Por Jeet Heer | The Nation
Por una misteriosa e inmutable ley de la política estadounidense moderna, cada crisis de juicio político llega acompañada del lanzamiento de una película clásica de gángsters protagonizada por Robert De Niro. El Padrino (1972) abrió el año del escándalo de Watergate. De Niro apareció en la secuela, The Godfather II (1974), coincidiendo con la renuncia de Nixon. Bill Clinton comenzó su desafortunada relación con Monica Lewinsky en 1995, que vio el lanzamiento de Casino, de Martin Scorsese, una historia de amor y traición entre matones en Las Vegas con De Niro nuevamente en el protagónico. Ahora, mientras la acusación contra Donald Trump domina los titulares, Scorsese y De Niro se reunieron para The Irishman, una elegíaca revisión del género repleta de los ecos de precursores como las películas del Padrino y Goodfellas (1990).
La superposición cronológica puede explicarse fácilmente como mera coincidencia. En las últimas cinco décadas, las películas de gángsters y las destituciones han sido lo suficientemente comunes. Pero hay una afinidad cultural más profunda que conecta este género con la corrupción política.

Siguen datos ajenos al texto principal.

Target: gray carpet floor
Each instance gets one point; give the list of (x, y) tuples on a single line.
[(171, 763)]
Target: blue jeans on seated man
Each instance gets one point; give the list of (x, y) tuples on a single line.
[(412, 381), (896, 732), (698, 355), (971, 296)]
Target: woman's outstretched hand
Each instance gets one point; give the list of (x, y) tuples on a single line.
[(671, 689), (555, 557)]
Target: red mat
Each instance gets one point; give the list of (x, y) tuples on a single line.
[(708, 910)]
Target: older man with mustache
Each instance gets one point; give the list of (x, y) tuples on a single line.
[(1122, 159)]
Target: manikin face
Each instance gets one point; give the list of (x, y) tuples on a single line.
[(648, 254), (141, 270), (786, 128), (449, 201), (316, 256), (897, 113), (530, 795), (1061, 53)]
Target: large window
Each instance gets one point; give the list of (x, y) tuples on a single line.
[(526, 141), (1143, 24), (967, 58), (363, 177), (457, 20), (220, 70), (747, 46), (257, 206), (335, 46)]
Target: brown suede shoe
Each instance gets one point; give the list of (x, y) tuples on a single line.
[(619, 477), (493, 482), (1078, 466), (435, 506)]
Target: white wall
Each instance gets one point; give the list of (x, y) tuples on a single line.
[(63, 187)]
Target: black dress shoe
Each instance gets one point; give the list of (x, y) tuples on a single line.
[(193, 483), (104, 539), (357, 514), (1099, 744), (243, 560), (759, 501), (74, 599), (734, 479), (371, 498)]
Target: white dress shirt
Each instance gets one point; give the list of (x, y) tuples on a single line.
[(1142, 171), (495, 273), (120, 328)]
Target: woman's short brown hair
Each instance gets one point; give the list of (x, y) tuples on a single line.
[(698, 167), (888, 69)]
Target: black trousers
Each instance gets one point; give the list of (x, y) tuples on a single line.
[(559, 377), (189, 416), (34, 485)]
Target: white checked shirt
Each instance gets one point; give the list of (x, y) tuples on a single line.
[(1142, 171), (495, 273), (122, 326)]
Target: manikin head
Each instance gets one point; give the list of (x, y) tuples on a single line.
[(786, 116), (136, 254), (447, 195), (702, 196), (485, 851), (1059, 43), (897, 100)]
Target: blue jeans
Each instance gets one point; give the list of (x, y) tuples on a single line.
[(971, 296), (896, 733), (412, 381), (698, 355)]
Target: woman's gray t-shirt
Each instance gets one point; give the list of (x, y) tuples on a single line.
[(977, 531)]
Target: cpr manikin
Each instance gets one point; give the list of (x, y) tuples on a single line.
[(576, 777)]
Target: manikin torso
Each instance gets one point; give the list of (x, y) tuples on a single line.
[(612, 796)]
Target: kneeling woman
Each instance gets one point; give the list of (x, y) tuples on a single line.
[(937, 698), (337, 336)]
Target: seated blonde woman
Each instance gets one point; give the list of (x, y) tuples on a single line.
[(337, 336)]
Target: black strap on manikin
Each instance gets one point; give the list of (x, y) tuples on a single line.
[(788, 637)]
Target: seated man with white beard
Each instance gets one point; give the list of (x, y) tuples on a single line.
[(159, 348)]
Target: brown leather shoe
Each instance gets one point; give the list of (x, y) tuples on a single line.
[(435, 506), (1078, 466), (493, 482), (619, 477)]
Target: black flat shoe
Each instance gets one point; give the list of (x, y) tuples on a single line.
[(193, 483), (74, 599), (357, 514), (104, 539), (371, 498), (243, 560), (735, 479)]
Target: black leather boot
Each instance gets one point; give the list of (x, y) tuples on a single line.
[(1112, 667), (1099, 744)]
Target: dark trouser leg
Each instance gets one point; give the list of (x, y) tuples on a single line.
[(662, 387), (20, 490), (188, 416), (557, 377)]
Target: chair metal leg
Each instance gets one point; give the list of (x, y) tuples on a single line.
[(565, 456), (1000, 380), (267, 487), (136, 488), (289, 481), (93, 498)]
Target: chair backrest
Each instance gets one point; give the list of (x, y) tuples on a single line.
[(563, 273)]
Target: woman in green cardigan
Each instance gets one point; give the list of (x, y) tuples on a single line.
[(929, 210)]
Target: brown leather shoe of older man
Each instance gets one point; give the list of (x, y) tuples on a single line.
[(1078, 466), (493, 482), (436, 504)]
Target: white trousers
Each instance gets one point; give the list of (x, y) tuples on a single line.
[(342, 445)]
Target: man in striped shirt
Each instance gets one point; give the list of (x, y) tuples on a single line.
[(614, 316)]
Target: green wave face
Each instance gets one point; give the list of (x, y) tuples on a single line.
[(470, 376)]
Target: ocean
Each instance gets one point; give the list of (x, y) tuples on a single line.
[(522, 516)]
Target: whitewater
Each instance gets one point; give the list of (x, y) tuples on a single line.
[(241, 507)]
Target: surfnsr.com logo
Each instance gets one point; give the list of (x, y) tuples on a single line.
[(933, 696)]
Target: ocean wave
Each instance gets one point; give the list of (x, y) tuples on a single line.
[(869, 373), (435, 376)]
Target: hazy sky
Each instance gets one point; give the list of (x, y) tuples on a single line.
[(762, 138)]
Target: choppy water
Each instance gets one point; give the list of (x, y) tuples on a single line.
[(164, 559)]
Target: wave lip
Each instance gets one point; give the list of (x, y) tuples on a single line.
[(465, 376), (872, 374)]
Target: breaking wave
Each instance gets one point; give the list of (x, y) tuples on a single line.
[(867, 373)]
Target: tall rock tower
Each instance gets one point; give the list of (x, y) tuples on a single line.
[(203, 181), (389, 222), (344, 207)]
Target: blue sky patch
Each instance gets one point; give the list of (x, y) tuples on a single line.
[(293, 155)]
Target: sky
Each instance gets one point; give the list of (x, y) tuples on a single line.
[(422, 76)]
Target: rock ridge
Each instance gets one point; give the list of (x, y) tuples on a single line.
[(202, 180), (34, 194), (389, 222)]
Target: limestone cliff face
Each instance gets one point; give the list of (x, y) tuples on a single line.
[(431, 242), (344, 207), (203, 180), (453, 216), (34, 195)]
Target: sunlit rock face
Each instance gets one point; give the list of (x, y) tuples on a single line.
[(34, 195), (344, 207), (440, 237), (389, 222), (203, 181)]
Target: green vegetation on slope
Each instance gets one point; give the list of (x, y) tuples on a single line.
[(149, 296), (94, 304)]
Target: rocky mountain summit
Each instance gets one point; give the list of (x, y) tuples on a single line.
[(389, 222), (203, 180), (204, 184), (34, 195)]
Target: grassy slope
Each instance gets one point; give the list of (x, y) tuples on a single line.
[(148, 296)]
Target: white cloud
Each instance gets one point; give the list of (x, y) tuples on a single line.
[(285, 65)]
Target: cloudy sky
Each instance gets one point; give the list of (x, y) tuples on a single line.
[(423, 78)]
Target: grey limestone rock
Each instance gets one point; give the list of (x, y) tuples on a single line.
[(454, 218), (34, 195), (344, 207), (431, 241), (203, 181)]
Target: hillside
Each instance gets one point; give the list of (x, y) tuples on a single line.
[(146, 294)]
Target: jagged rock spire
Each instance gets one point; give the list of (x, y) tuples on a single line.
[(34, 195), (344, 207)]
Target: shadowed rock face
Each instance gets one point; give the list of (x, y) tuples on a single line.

La trilogía de la mafia de Francis Ford Coppola y las películas de Scorsese en el mismo género han sido críticas tanto de la sociedad estadounidense como de las historias de crímenes. Las figuras políticas se han dado cuenta, pero, como algunos en la sala, a menudo han extraído las lecciones equivocadas, pensando que estas son películas que celebran la delincuencia. En 2017, mientras se preparaba para combatir al abogado especial Robert Mueller, el personal de Trump comenzó a hablar sobre la necesidad de "ir a los colchones", una línea del Padrino que significa pelear una guerra total (N.delT.: una explicación sobre el significado de la frase puede leerse en el Diccionario Urbano*). Durante el juicio de Roger Stone, un antiguo confidente de Trump declarado culpable de mentirle al Congreso y otros delitos, se reveló que Stone le dijo a un socio que "hiciera un Frank Pentangeli", una referencia a un personaje de El Padrino II que se resistió a responder preguntas en una audiencia en el Congreso fingiendo estar atontado y confundido.